Bagai tersihir, Molly menghentikan langkahnya. Ia mengerjapkan mata, bingung pada dirinya sendiri. Sebagian dari dirinya berseru untuk mengabaikan panggilan si lelaki dan pergi begitu saja, berpura-pura tidak mendengar. Namun, sebagian lagi, membuatnya bertanya-tanya, apakah barusan Molly menuruti perintah si lelaki?
"Pinjami aku dua keping koin emas. Senar kecapi milikku putus." Si lelaki kembali berbicara, namun, ia tak beranjak dari posisinya.
Tanpa banyak bertanya, tangan Molly yang semula bersembunyi di balik mantel terangkat untuk merogoh sakunya. Menemukan sebuah kantong koin terbuat dari kulit berwarna cokelat tua, ia lantas mengambil dua keping koin emas.
Molly memutar badannya penuh presisi, lalu berjalan mendekat tanpa mengangkat wajah. Saat tangannya terulur hendak memberikan koin itu, secara tak sengaja mata mereka bertumbuk. Kali ini dengan intensitas yang sama kali berbeda, meskipun sama-sama berlangsung selama tiga detik.
Si lelaki mengambil koin-koin itu dengan gerakan halus dan tenang. Matanya terlihat sangat dalam dan gelap, bagai hutan yang rimbun dan tak terjamah.

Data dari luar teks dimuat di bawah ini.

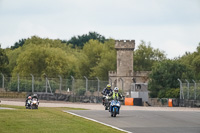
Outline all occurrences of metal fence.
[178,79,200,100]
[0,74,108,96]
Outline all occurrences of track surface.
[0,99,200,133]
[69,110,200,133]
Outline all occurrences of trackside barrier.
[125,98,133,106]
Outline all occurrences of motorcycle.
[110,97,121,117]
[31,98,39,109]
[25,100,32,109]
[103,94,110,110]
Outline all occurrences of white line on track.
[64,111,132,133]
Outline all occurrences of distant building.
[109,40,149,96]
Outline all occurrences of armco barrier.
[125,98,133,106]
[0,92,26,98]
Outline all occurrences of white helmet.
[114,87,119,93]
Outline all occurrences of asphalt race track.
[66,110,200,133]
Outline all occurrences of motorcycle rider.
[101,84,113,105]
[109,87,123,112]
[32,94,40,105]
[25,96,32,106]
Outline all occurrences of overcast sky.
[0,0,200,58]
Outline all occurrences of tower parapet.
[115,40,135,51]
[108,71,117,77]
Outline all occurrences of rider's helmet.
[106,84,111,90]
[114,87,119,93]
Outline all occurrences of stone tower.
[109,40,135,92]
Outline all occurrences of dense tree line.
[0,32,200,98]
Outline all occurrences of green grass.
[0,105,121,133]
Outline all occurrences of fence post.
[192,80,197,100]
[83,76,88,92]
[185,79,190,100]
[58,75,62,94]
[177,79,184,99]
[119,78,124,92]
[17,73,19,92]
[30,74,34,93]
[1,73,4,88]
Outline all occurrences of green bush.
[76,88,86,96]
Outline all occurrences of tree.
[0,44,9,75]
[13,46,77,77]
[67,32,106,48]
[176,43,200,79]
[11,39,26,49]
[148,60,193,98]
[133,41,166,71]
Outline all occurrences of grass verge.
[0,105,121,133]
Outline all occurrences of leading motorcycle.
[110,97,121,117]
[31,98,39,109]
[103,94,110,110]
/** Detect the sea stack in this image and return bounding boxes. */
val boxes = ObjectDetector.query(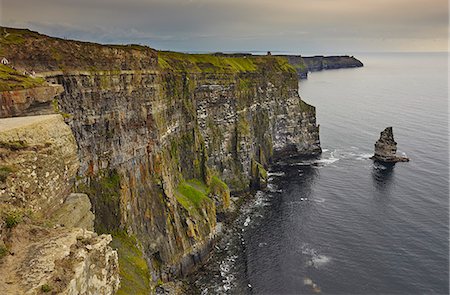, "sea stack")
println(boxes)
[372,127,409,163]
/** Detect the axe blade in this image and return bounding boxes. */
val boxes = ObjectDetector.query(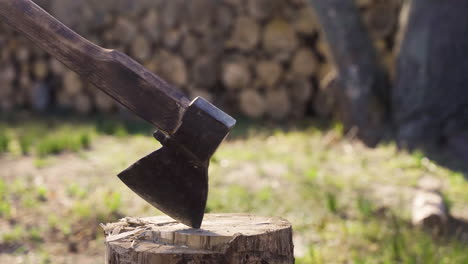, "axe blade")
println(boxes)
[118,146,208,228]
[118,97,236,228]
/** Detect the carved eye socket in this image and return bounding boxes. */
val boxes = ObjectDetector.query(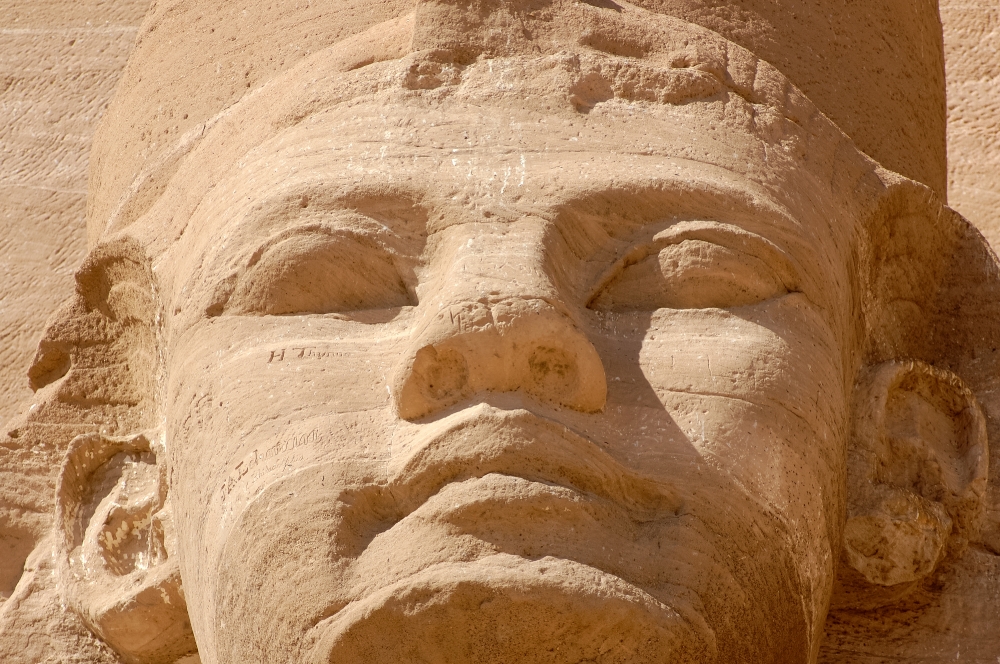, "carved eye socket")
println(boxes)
[226,233,414,315]
[588,239,788,311]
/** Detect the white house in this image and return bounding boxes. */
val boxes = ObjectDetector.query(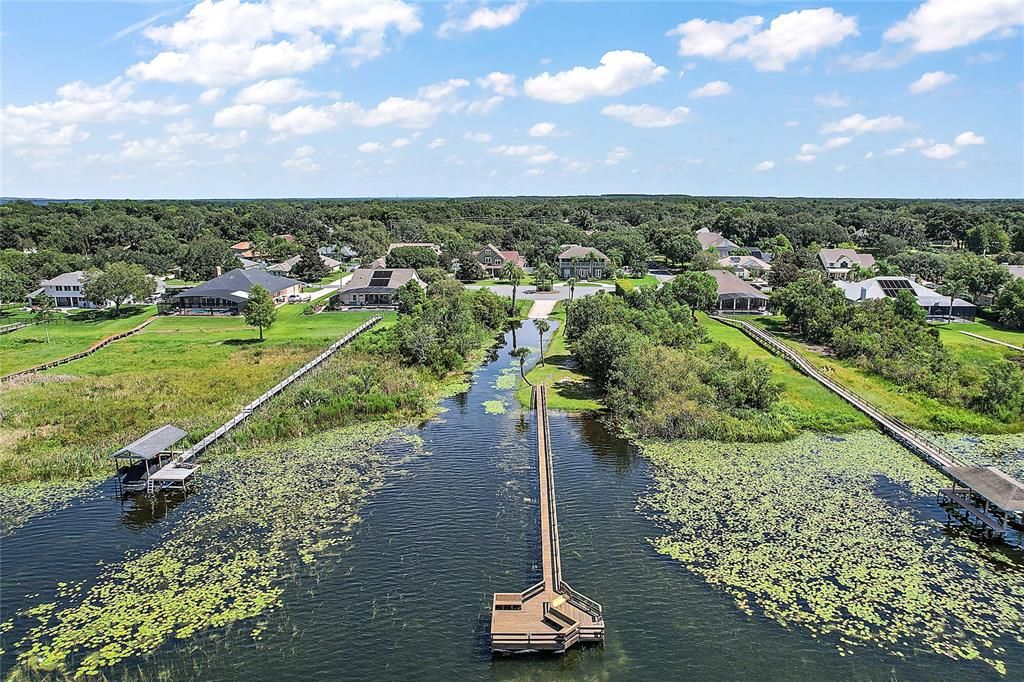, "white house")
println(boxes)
[834,278,977,321]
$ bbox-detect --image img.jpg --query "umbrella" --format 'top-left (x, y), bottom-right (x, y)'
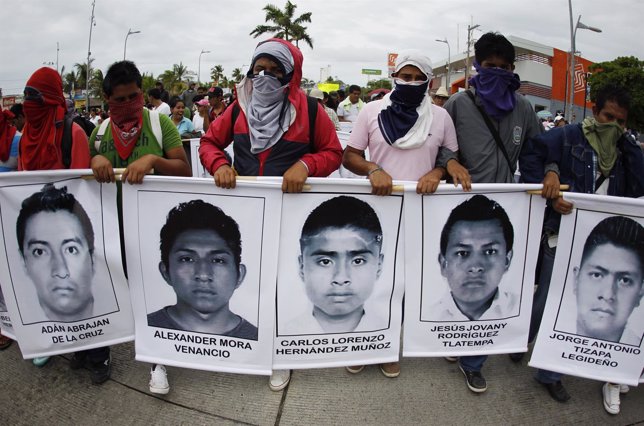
top-left (368, 88), bottom-right (391, 97)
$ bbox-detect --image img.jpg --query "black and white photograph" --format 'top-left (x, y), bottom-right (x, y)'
top-left (403, 184), bottom-right (545, 356)
top-left (148, 199), bottom-right (257, 340)
top-left (421, 194), bottom-right (527, 322)
top-left (529, 193), bottom-right (644, 385)
top-left (276, 181), bottom-right (402, 368)
top-left (123, 176), bottom-right (281, 374)
top-left (0, 171), bottom-right (134, 354)
top-left (555, 216), bottom-right (644, 347)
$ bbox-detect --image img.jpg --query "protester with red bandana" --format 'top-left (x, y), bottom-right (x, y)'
top-left (0, 109), bottom-right (21, 172)
top-left (89, 61), bottom-right (192, 394)
top-left (18, 67), bottom-right (90, 170)
top-left (89, 61), bottom-right (192, 183)
top-left (18, 67), bottom-right (112, 376)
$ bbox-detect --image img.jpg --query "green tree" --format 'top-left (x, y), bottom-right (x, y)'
top-left (141, 73), bottom-right (157, 94)
top-left (159, 62), bottom-right (189, 96)
top-left (588, 56), bottom-right (644, 130)
top-left (367, 78), bottom-right (391, 92)
top-left (250, 0), bottom-right (313, 49)
top-left (231, 68), bottom-right (244, 83)
top-left (210, 65), bottom-right (224, 86)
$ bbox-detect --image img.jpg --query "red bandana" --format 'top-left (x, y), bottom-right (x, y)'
top-left (108, 93), bottom-right (144, 160)
top-left (0, 110), bottom-right (18, 163)
top-left (19, 67), bottom-right (66, 170)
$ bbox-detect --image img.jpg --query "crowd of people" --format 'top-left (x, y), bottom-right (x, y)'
top-left (0, 33), bottom-right (644, 414)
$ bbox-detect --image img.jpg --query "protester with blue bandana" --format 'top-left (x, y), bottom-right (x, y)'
top-left (343, 50), bottom-right (470, 195)
top-left (437, 33), bottom-right (543, 393)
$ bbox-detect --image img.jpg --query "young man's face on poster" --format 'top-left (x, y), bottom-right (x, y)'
top-left (438, 219), bottom-right (512, 304)
top-left (23, 210), bottom-right (94, 320)
top-left (574, 243), bottom-right (644, 342)
top-left (298, 227), bottom-right (383, 316)
top-left (159, 229), bottom-right (246, 314)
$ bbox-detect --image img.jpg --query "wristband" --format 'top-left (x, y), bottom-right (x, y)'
top-left (367, 166), bottom-right (383, 176)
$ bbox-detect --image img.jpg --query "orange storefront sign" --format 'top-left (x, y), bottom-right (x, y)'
top-left (552, 49), bottom-right (593, 107)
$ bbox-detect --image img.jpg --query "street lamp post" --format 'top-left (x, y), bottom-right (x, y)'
top-left (436, 38), bottom-right (452, 93)
top-left (123, 28), bottom-right (141, 60)
top-left (197, 49), bottom-right (210, 86)
top-left (85, 0), bottom-right (96, 114)
top-left (566, 0), bottom-right (602, 123)
top-left (465, 24), bottom-right (480, 89)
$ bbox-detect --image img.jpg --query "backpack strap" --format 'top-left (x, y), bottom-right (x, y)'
top-left (150, 111), bottom-right (163, 150)
top-left (231, 96), bottom-right (318, 148)
top-left (306, 96), bottom-right (318, 152)
top-left (60, 115), bottom-right (74, 169)
top-left (465, 90), bottom-right (516, 175)
top-left (94, 117), bottom-right (110, 152)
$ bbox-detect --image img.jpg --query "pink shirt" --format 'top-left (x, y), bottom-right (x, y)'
top-left (347, 101), bottom-right (458, 181)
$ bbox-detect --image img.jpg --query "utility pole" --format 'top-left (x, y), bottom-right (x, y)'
top-left (85, 0), bottom-right (96, 114)
top-left (465, 24), bottom-right (480, 90)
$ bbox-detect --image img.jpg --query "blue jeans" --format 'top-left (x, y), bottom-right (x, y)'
top-left (528, 233), bottom-right (562, 383)
top-left (458, 355), bottom-right (487, 372)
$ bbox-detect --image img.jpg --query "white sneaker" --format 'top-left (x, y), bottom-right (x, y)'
top-left (150, 364), bottom-right (170, 395)
top-left (602, 383), bottom-right (619, 414)
top-left (268, 370), bottom-right (291, 392)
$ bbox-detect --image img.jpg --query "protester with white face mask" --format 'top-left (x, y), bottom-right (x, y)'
top-left (199, 39), bottom-right (342, 192)
top-left (199, 39), bottom-right (342, 391)
top-left (343, 50), bottom-right (470, 378)
top-left (343, 50), bottom-right (470, 195)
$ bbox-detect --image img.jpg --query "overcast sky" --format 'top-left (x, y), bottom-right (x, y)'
top-left (0, 0), bottom-right (644, 95)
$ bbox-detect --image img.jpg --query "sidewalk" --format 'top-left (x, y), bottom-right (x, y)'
top-left (0, 343), bottom-right (644, 425)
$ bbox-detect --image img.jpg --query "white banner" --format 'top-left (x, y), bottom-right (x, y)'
top-left (0, 286), bottom-right (16, 340)
top-left (403, 184), bottom-right (545, 356)
top-left (123, 176), bottom-right (282, 374)
top-left (529, 193), bottom-right (644, 385)
top-left (273, 179), bottom-right (404, 369)
top-left (0, 170), bottom-right (134, 358)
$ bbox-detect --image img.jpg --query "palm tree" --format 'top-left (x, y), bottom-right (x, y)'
top-left (231, 68), bottom-right (244, 83)
top-left (160, 62), bottom-right (189, 95)
top-left (250, 0), bottom-right (313, 49)
top-left (210, 65), bottom-right (224, 85)
top-left (74, 58), bottom-right (94, 89)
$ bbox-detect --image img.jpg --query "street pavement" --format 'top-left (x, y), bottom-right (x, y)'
top-left (0, 344), bottom-right (644, 426)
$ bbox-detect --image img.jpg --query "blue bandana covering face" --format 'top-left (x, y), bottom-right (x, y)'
top-left (469, 61), bottom-right (521, 120)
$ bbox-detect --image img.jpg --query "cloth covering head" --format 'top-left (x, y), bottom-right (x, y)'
top-left (20, 67), bottom-right (67, 170)
top-left (394, 49), bottom-right (434, 79)
top-left (378, 50), bottom-right (433, 149)
top-left (0, 109), bottom-right (18, 162)
top-left (236, 38), bottom-right (308, 154)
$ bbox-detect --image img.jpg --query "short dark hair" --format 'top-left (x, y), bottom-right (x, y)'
top-left (148, 87), bottom-right (161, 99)
top-left (595, 83), bottom-right (631, 111)
top-left (168, 96), bottom-right (186, 109)
top-left (440, 194), bottom-right (514, 256)
top-left (160, 200), bottom-right (242, 268)
top-left (474, 33), bottom-right (516, 64)
top-left (9, 104), bottom-right (25, 118)
top-left (300, 195), bottom-right (382, 247)
top-left (103, 61), bottom-right (143, 97)
top-left (579, 216), bottom-right (644, 275)
top-left (16, 183), bottom-right (94, 256)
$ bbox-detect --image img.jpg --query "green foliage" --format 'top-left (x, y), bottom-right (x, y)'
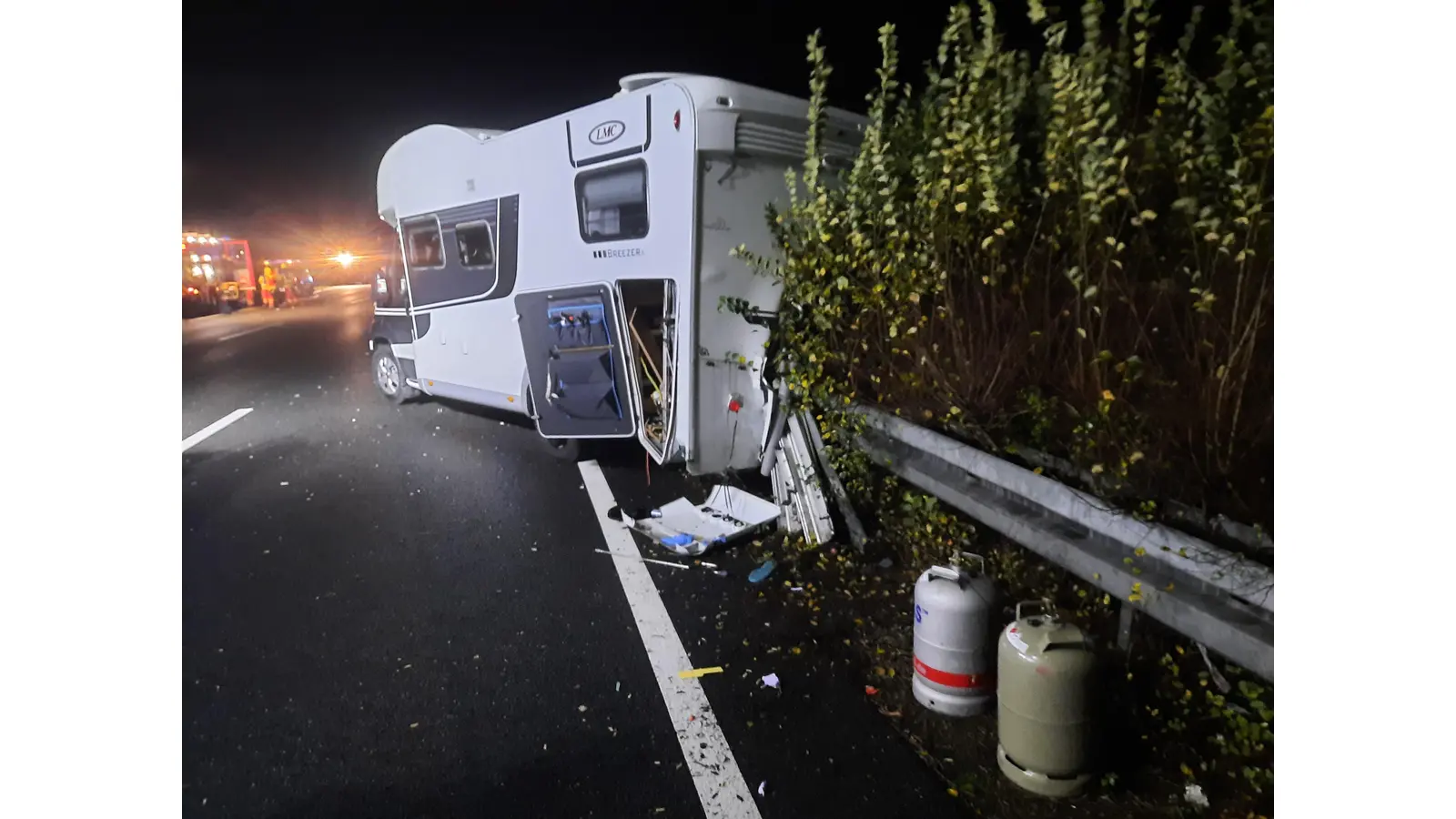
top-left (741, 0), bottom-right (1274, 526)
top-left (733, 0), bottom-right (1274, 792)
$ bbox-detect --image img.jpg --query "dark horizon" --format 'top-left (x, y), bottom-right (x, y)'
top-left (182, 0), bottom-right (978, 257)
top-left (182, 0), bottom-right (1220, 257)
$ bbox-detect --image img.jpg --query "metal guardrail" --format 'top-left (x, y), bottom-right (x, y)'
top-left (856, 407), bottom-right (1274, 681)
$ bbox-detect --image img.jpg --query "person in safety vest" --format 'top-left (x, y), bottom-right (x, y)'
top-left (258, 265), bottom-right (278, 308)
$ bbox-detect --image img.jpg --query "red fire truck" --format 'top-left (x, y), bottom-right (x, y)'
top-left (182, 230), bottom-right (258, 315)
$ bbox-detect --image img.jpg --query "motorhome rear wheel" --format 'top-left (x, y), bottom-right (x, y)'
top-left (369, 344), bottom-right (418, 404)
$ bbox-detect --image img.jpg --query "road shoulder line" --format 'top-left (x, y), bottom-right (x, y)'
top-left (182, 407), bottom-right (253, 451)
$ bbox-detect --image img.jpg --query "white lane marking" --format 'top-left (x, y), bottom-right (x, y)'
top-left (182, 407), bottom-right (253, 451)
top-left (577, 460), bottom-right (759, 819)
top-left (218, 324), bottom-right (272, 341)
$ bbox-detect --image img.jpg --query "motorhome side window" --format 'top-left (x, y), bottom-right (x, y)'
top-left (405, 220), bottom-right (446, 269)
top-left (456, 221), bottom-right (495, 268)
top-left (577, 159), bottom-right (646, 242)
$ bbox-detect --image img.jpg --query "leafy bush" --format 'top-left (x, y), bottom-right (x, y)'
top-left (744, 0), bottom-right (1274, 529)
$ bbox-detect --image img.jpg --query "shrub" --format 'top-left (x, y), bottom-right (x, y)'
top-left (744, 0), bottom-right (1274, 529)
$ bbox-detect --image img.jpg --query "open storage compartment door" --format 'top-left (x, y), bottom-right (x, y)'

Benak Molly dipenuhi oleh berbagai pertanyaan. Dari seribu pertanyaan yang muncul, hanya satu yang membuatnya tersadar: mengapa dirinya menuruti permintaan si lelaki tanpa melakukan perlawanan sedikit pun?
Mereka berdua adalah orang asing, baru saja bertemu tak lebih dari sepuluh menit yang lalu, namun, lelaki itu bertindak lancang meminjam uang dari Molly. Apa-apaan?
"Kau ingat aku menyanyikan puisi yang sama setiap hari?" tanya si lelaki memecah keheningan. Gaya bicaranya lugas dan singkat, tidak bertele-tele dan mendayu-dayu, bukan khas seorang penyair.
"Eh, iya aku mengingatnya." Mulut Molly berbicara di luar keinginan dan kepalanya mengangguk pelan tanpa sadar. Ini bukan sesuatu yang dikehendaki olehnya, sesuatu yang di luar kendalinya ada yang tidak beres.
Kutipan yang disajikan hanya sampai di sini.